Freitag, Juni 27, 2025

na amen

Die Freude hielt nur kurz. Die Batterie entlud sich über Nacht restlos, während ich schlief, der Strom ohne Unterbrechung floss und das Gerät ohne Unterbrechung an der Steckdose hing. Auf polnisch sagt man "na amen" - aber nicht in der Kirche! Auf der Straße, beim Frisör, unter Freundinnen, im online-chat, am Telefon oder leibhaftig im Café, wo auch immer: na amen - für immer und ewig, definitiv, endgültig. Unrettbar. Vorbei!

Seltsamerweise treibt mein Polnisch seit drei Monaten die wunderlichsten Blüten in meinem Hirn und in meiner Hand. In meinem Mund. Im Language Hub, auf dem Bike die Lazimpat hoch (am blue moon vorbei, immer mit ein bisschen Wehmut) durch die ärgste pollution, zu Hause auf dem Hill auf dem Dach oder darunter an meinem Schreibtisch, in meinem Schulheft. Seit ich versuche, in englisch Nepali zu lernen, drängt sich in jede Gedächtnislücke und Wortfindungsstörung ungestüm der perfekt passende polnische Ausdruck. Heute also "na amen". Völlig unangebracht im Lande Buddhas und der Abertausend Hindugöttinnen.  

In den nächsten Tagen werde ich in einer Regenpause zum Computerspezialisten meines Vertrauens spazieren. Derweil arbeite ich am anderen laptop oder schreibe von Hand. Der Mann freut sich immer, wenn ich um die Ecke biege. Bei ihm liegt die Tageszeitung auf dem Tresen, wie andernorts in der Kneipe. Ich kann ihm nun berichten, dass mir nur noch 4 Konsonanten fehlen.

Donnerstag, Juni 26, 2025

fully charged

Nun geht es wieder aufwärts. Ich kann Kathmandu lesen! Und ich erkenne auf der Government Website, wo ich auf "nepali" umschalten kann. Das heißt, ich kann nun auch das Wort nepali lesen. Ich kann schon ganz viel lesen und das nach nur 9 Lektionen Alphabetisierung! Augen geöffnet! Alle Sinne auf Vorderfrau gebracht. Auch die Stadt ist immer noch im Werden. Vor dem Shivatempel wird eine Straße gebaut. Eine richtige Straße. Ein richtiger Bagger bewegt richtige Berge von Steinen, Sand und Erde. Die neuen Stützmauern ins Tal hinunter verschwinden fast ganz unter seinen Rädern und Umschichtungen. 

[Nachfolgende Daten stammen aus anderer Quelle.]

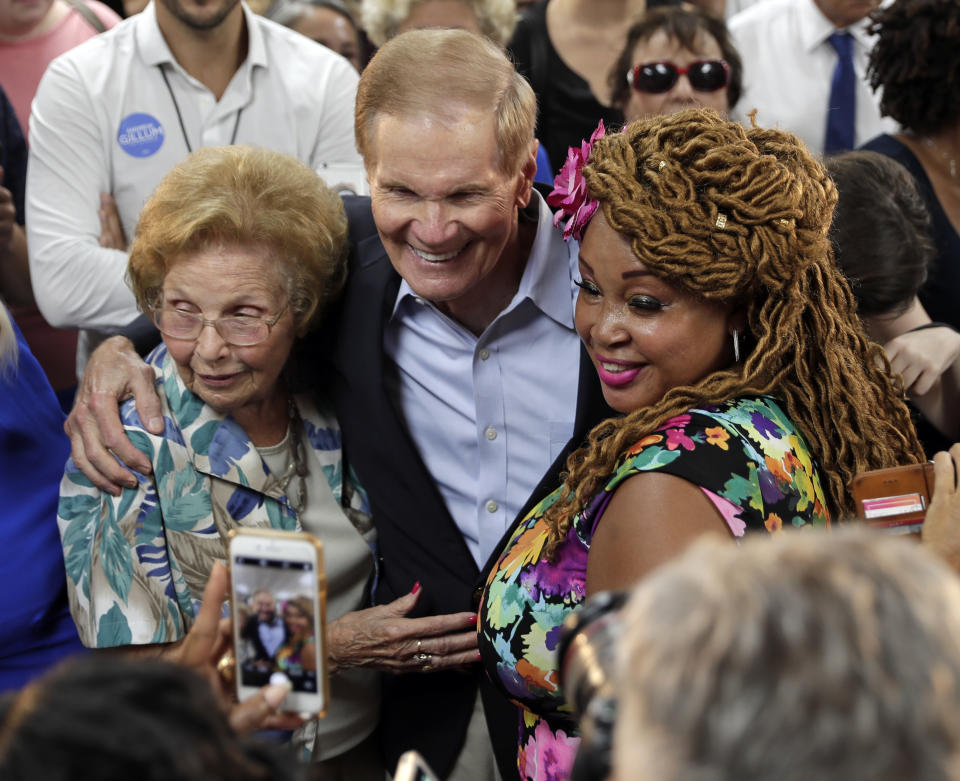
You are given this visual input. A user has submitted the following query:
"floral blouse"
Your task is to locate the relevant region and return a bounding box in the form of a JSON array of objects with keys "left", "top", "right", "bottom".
[
  {"left": 57, "top": 345, "right": 370, "bottom": 648},
  {"left": 478, "top": 396, "right": 829, "bottom": 781}
]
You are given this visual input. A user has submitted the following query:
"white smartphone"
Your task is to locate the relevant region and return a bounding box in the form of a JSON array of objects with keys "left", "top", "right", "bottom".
[
  {"left": 393, "top": 750, "right": 440, "bottom": 781},
  {"left": 228, "top": 529, "right": 329, "bottom": 716}
]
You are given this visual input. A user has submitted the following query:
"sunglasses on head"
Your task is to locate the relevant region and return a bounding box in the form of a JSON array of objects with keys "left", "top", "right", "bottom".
[{"left": 627, "top": 60, "right": 730, "bottom": 93}]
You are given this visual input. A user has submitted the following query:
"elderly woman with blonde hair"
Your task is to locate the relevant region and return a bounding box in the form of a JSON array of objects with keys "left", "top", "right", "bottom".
[{"left": 58, "top": 147, "right": 475, "bottom": 779}]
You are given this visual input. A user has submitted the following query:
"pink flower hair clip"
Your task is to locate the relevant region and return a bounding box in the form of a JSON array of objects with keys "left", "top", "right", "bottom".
[{"left": 547, "top": 119, "right": 607, "bottom": 241}]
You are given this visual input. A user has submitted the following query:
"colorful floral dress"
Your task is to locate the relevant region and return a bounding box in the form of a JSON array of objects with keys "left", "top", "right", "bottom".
[{"left": 478, "top": 396, "right": 829, "bottom": 781}]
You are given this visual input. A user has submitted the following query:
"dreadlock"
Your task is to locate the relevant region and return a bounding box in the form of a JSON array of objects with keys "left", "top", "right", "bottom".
[
  {"left": 545, "top": 109, "right": 923, "bottom": 553},
  {"left": 867, "top": 0, "right": 960, "bottom": 134}
]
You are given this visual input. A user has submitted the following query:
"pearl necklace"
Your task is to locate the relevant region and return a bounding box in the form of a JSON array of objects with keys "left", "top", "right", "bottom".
[{"left": 277, "top": 396, "right": 308, "bottom": 517}]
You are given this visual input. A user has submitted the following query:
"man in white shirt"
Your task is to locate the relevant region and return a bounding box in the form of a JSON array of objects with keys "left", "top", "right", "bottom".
[
  {"left": 729, "top": 0, "right": 897, "bottom": 153},
  {"left": 27, "top": 0, "right": 360, "bottom": 374}
]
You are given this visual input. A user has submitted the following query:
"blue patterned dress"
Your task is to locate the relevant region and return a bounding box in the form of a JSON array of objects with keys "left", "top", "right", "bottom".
[
  {"left": 58, "top": 345, "right": 369, "bottom": 648},
  {"left": 478, "top": 396, "right": 829, "bottom": 781}
]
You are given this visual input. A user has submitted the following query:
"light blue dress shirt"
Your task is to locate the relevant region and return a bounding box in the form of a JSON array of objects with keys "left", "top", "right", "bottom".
[{"left": 384, "top": 192, "right": 580, "bottom": 566}]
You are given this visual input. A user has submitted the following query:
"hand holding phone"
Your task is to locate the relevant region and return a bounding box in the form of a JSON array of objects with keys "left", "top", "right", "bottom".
[
  {"left": 921, "top": 444, "right": 960, "bottom": 572},
  {"left": 157, "top": 563, "right": 303, "bottom": 732},
  {"left": 228, "top": 529, "right": 329, "bottom": 715}
]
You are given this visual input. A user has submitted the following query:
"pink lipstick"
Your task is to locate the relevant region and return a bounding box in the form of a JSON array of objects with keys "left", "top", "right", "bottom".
[{"left": 594, "top": 356, "right": 643, "bottom": 388}]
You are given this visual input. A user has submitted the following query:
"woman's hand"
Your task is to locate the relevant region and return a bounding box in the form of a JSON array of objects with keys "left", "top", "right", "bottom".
[
  {"left": 63, "top": 336, "right": 163, "bottom": 496},
  {"left": 327, "top": 584, "right": 480, "bottom": 673},
  {"left": 883, "top": 326, "right": 960, "bottom": 396},
  {"left": 920, "top": 444, "right": 960, "bottom": 572}
]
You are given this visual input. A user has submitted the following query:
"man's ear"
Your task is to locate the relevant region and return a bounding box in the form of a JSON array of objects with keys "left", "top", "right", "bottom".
[{"left": 517, "top": 139, "right": 540, "bottom": 209}]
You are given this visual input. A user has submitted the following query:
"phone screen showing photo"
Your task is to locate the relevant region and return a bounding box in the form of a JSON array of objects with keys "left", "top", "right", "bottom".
[{"left": 233, "top": 555, "right": 318, "bottom": 694}]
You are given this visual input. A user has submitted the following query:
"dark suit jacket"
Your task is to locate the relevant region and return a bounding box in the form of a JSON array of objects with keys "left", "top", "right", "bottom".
[{"left": 318, "top": 198, "right": 611, "bottom": 781}]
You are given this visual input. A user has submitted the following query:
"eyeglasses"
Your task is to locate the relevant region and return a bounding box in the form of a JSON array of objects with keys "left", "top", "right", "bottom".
[
  {"left": 627, "top": 60, "right": 730, "bottom": 94},
  {"left": 151, "top": 304, "right": 287, "bottom": 347}
]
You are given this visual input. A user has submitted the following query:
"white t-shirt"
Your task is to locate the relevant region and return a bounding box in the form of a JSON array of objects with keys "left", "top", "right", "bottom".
[
  {"left": 728, "top": 0, "right": 898, "bottom": 153},
  {"left": 27, "top": 3, "right": 360, "bottom": 367}
]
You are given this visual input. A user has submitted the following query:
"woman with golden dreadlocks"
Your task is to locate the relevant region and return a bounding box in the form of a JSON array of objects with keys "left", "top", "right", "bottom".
[{"left": 479, "top": 110, "right": 923, "bottom": 779}]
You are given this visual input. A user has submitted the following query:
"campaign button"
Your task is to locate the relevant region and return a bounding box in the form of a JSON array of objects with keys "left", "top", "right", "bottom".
[{"left": 117, "top": 114, "right": 166, "bottom": 157}]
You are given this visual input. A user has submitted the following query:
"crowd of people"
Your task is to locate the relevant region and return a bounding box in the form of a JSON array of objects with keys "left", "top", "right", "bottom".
[{"left": 0, "top": 0, "right": 960, "bottom": 781}]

Oberhalb des Tempels wäscht der Regen den Hang bereits wieder aus. Die Stadt ist im Kommen und Gehen. Im Werden und Wachsen. Irgendwann wird alles ganz ohne Erdbeben ins Rutschen geraten.

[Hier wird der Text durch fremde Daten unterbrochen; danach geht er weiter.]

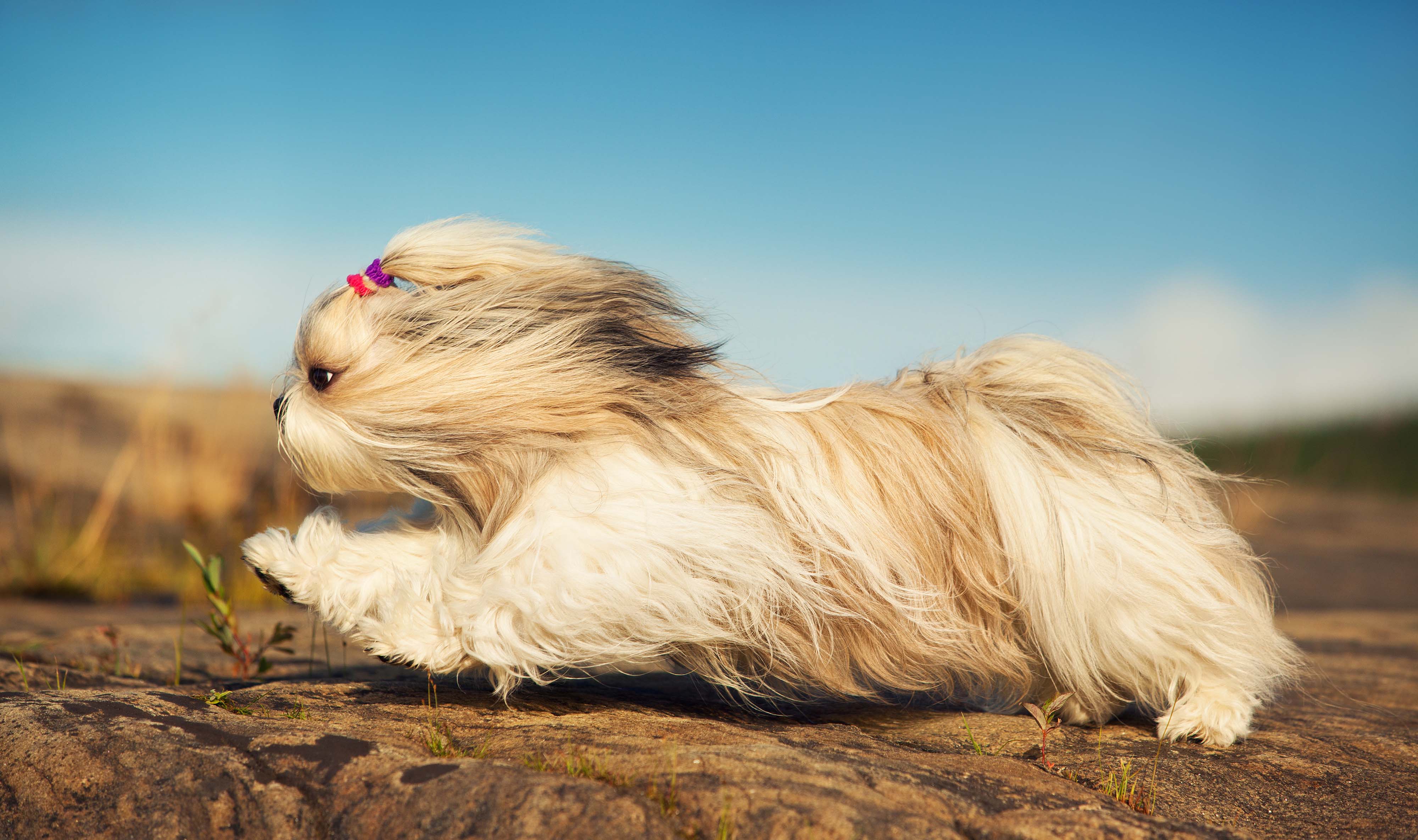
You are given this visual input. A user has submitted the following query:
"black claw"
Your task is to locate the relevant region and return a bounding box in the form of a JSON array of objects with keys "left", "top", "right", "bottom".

Ich trainiere Gelassenheit. Pflanze Basilikum und Chilies in Töpfe. Versuche meine wahrscheinlich in Grund und Boden entladene laptop-Batterie wieder zum Leben zu erwecken. Manuell! Emanuelle. Es lohnt sich, Handgriffe zu wiederholen und nicht gleich beim ersten Mal zu kapitulieren. Als ich nach mehreren Gängen wieder nach oben komme und einen letzten Versuch starten will, bevor ich das Gerät zu meinem Mann des Vertrauens um die Ecke trage, leuchtet - ohne dass ich wissentlich irgendetwas Besonderes getan hätte - das grüne Lämpchen und die Anzeige teilt mit: "fully charged (100%)". Die Klammer ist freundlicherweise für des Englischen nicht Mächtige gedacht.